Wreckage From Malaysia Airlines Flight MH17 Is Finally Being Recovered

GRABOVKA, UKRAINE - JULY 18: A man looks at debris from an Malaysia Airlines plane crash on July 18, 2014 in Grabovka, Ukraine. Malaysia Airlines flight MH17 travelling from Amsterdam to Kuala Lumpur has crashed on the Ukraine/Russia border near the town of Shaktersk. The Boeing 777 was carrying 280 passengers and 15 crew members. (Photo by Brendan Hoffman/Getty Images)
Source: Brendan Hoffman/Getty Images News/Getty Images

Four months after the tragic downing of Malaysia Airlines Flight MH17, the wreckage is finally being recovered by Ukrainian emergency services. The remains of the aircraft and its 298 passengers remain largely untouched in the war torn rebel area of Eastern Ukraine, and recovery efforts have been largely delayed due to the continuing violence and conflict between pro-Russian and Ukrainian forces. Though two thirds of the victims of MH17 were Dutch nationals, the situation remains too dangerous for Dutch officials to enter independently, and as such, they are working closely with local services in hopes of recovering human remains and belongings. 

In a statement, Dutch officials noted,

Today the recovery of wreckage from flight MH17 has started. The Dutch Safety Board commissioned the recovery and transportation to the Netherlands of the wreckage as part of the investigation into the cause of the crash of flight MH17.

The flight was downed on July 17 of this year en route from Amsterdam to Kuala Lumpur. All 298 of those on board perished in the crash, and in the months since the tragedy, Ukraine and Russia has traded blows on responsibility. Still, there is no official word on the cause of the plane's downing, though preliminary reports suggest that "high-energy objects" were to blame.

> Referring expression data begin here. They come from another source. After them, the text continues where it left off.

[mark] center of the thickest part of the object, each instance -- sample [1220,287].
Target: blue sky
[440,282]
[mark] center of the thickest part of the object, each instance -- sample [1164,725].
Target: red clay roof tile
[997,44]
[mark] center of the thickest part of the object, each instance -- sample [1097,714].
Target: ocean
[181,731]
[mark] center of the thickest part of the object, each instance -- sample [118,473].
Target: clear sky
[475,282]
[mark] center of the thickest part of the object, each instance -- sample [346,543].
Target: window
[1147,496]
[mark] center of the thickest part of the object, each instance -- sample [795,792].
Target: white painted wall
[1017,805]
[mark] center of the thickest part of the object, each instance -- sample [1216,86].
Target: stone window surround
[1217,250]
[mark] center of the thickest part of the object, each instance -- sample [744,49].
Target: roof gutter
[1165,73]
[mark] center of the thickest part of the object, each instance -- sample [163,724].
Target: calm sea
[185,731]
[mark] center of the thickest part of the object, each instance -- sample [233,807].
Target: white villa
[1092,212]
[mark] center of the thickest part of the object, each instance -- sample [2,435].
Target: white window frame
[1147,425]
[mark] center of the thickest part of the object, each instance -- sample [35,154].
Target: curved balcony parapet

Dutch officials, who have yet to visit the site in person, have become increasingly frustrated by the continued forestalling of the process. 

As the recovery process began in the early morning hours, the BBC reports sightings of cranes and aid workers attempting to make their way through the mangled wreckage of the flight. Dutch Safety Board spokesman Wim van der Weegen told NBC News, "We've got a specific number of items we would like to recover," including certain parts of the aircraft that will be used to recreate the crash scenario, and perhaps shed light on the cause of the disaster. According to reports, the remains of the flight will be transported out of the rebel-controlled crash site to the Ukrainian city of Kharkiv, where further analysis of the materials will be conducted by Ukrainian and Dutch officials.  

Already, the Associated Press reports that "more human remains had been discovered under the wreckage," and more are expected to be found throughout the excavation process. The crash site has been left without much security, and as a result, much of the original evidence from the plane has been tampered with. This, Ukrainian and Dutch officials believe, has complicated the reconstruction process, and has also greatly delayed the recovery of both human and mechanical remains. 

The Dutch government has faced growing pressure from victims' families for the frustrating slowness with which the investigation has proceeded. Since initial reports in September, little information has emerged about the tragedy, providing little relief for those affected. Security remains a key concern for the dozen or so Dutch officials who are on location, and according to official statements, their "security and other factors will be assessed daily." 

At the recent G20 summit, much of the discussion centered around Russian President Putin's responsibility in the ordeal, with criticism coming from American, British and Canadian leaders. Australian Prime Minister Tony Abbott, whose country hosted the summit, also demanded that Putin make an apology to the victims' families, as well as provide compensation. 

Recently, tempers against the Russian leadership have flared once again, as Russian media "leaked" satellite photos of the last moments of MH17 that seem to suggest that the plane was shot down by a Ukrainian fighter jet. But soon thereafter, a number of experts expressed concerns about blatant inconsistencies in these new photos that contradict previously confirmed satellite imagery. The photos have now largely been dismissed as photoshopped fakes.

President Putin did little to assuage international concerns, as he made an abrupt departure from the G20 summit before its conclusion on Sunday. Citing lack of sleep as a reason for his quick exit, Putin told his host that he would require "four or five hours" of rest after his 18 hour flight before returning to running the country on Monday. it seems that Putin's rather tense exchanges with fellow world leaders also motivated his decision to leave. Following Putin's leave, Abbott noted, "I don’t agree, in fact I utterly deplore, what’s happening in eastern Ukraine. I demand Russia fully cooperates with the criminal investigation into the downing of MH17."

Putin, however, has maintained Russian innocence in the whole ordeal, and condemned Ukraine's handling of the situation. Said Putin, "I don’t understand why Kiev authorities are cutting off those territories with their own hands. Well one can understand – to save money. But it’s not the time or the case to save money on."

Government officials, friends and families of all those affected by the crash however, are now hopeful that the latest recovery process will finally shed some much needed light on the downing of flight MH17.